Docker Orientation

Posted in: Technical Track

This weekend, I gave an orientation to Docker for a developer friend of mine who works in an enterprise environment and was preparing to take on new development projects using Docker. I have given several Docker 101 workshops, but it’s been a while, and it was fun to hear questions from a beginner. I had just finished updating my Cassandra-Python test environment and was able to use it as an example.

First, I shared my opinions on why you should use Docker instead of VMs (especially in a local test environment):

  • Docker Hub has more pre-existing images than I was ever able to find for Virtualbox. You can quickly test the functionality of your app across a variety of operating systems. It takes much less time than configuring VMs.
  • Unlike VMs, Docker doesn’t require a pre-allocation of host resources. For example, if I set up a 6-node cluster of Cassandra in Virtualbox using default settings, my laptop will crash.
  • Networking is easier in Docker, using docker-compose configuration.

Probably Vagrant helps with a lot of the above, but I jumped into Docker before Vagrant.
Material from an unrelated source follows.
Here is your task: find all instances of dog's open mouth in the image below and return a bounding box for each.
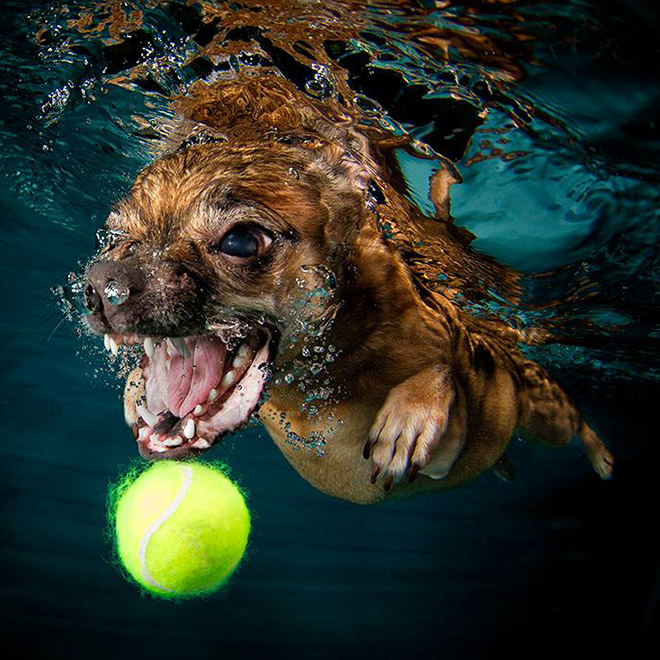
[105,329,272,459]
There appear to be several confusing methods to download Docker now, but the link we used is here: https://www.docker.com/products/docker-desktop.

Download Docker Desktop

What we discussed

I gave a brief overview but mostly responded to his questions, and I’ve organized the responses into 6 areas below:

  • The basic elements: images, container, networks, volumes
  • Inheritance within Dockerfiles
  • How to navigate Docker Hub
  • Basic elements of docker-compose.yml
  • How to use Docker Desktop and Kitematic
  • Simple test of the demo cluster

Basic elements of Docker

Orienting to the vocabulary is a good first task for new technology, so that’s where we started.
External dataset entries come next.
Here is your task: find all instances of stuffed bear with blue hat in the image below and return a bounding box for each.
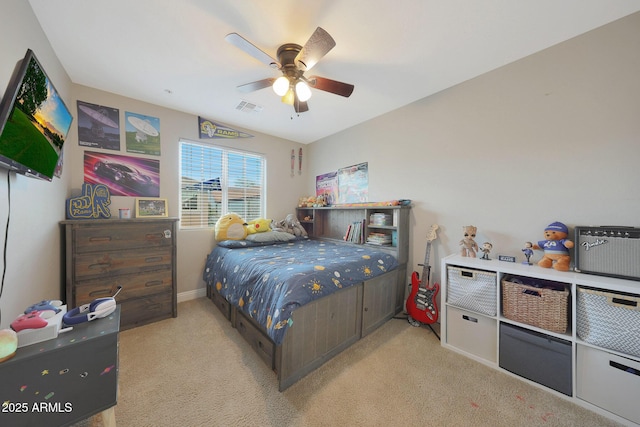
[532,221,574,271]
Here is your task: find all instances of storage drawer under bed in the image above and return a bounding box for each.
[210,288,231,320]
[235,310,275,369]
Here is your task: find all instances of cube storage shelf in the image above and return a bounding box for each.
[441,254,640,426]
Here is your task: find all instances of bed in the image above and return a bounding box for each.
[203,235,405,390]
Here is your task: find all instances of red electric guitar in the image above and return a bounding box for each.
[406,224,440,326]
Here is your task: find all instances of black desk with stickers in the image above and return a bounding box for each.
[1,306,119,427]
The basic elements are images (definitions), containers (you can think of these in the abstract like servers or VMs, even though they are neither), networks (allow containers to talk to each other), and volumes (useful for mapping files in and out of containers to your host, or for persisting data, logs, etc.).

Images can be found at hub.docker.com as a start. Containers are created from images.

The other word to know is “host” — for this exercise, that meant a laptop.

Inheritance

The next step, of course, is orienting to the organization of files within Docker.

For this demo, we looked at https://github.com/dataindataout/cassandra-python-cluster.

git clone the demo repo

Images are defined by Dockerfiles. These are usually named “Dockerfile” but you can name them something else as long as you specify the filename in commands. For example, in this demo, you will see there are two Dockerfiles in the src directory… cassie-Dockerfile and opscassie-Dockerfile.

You can use Dockerfiles to install tools, set environment variables, and other tasks you want to run on top of the base image. For example, in cassie-Dockerfile, several networking tools, libraries, and other helpful things are installed into the container.

For a large project, you would be smart to use layers of inheritance and block organization within the Dockerfile.

At the top of a Dockerfile, you will see a line starting with “FROM” that pulls in definitions from another image. For example, cassie-Dockerfile starts with the line “FROM cassandra:latest” showing that it inherits all the definitions from that Dockerfile.

viewing the parent of a dockerfile

How to navigate Docker Hub

As mentioned, available images are a bonus in Docker, so we took a look at how the Docker Hub is set up.

To find out what the cassandra:latest image Dockerfile looks like, we can visit hub.docker.com and search for “cassandra.” (Login is not required.) Docker uses an incredible amount of permissions and can be dangerous to your underlying system, so be sure to look for Official Images or known publishers. In this case, there is an official image for Cassandra (https://hub.docker.com/_/cassandra).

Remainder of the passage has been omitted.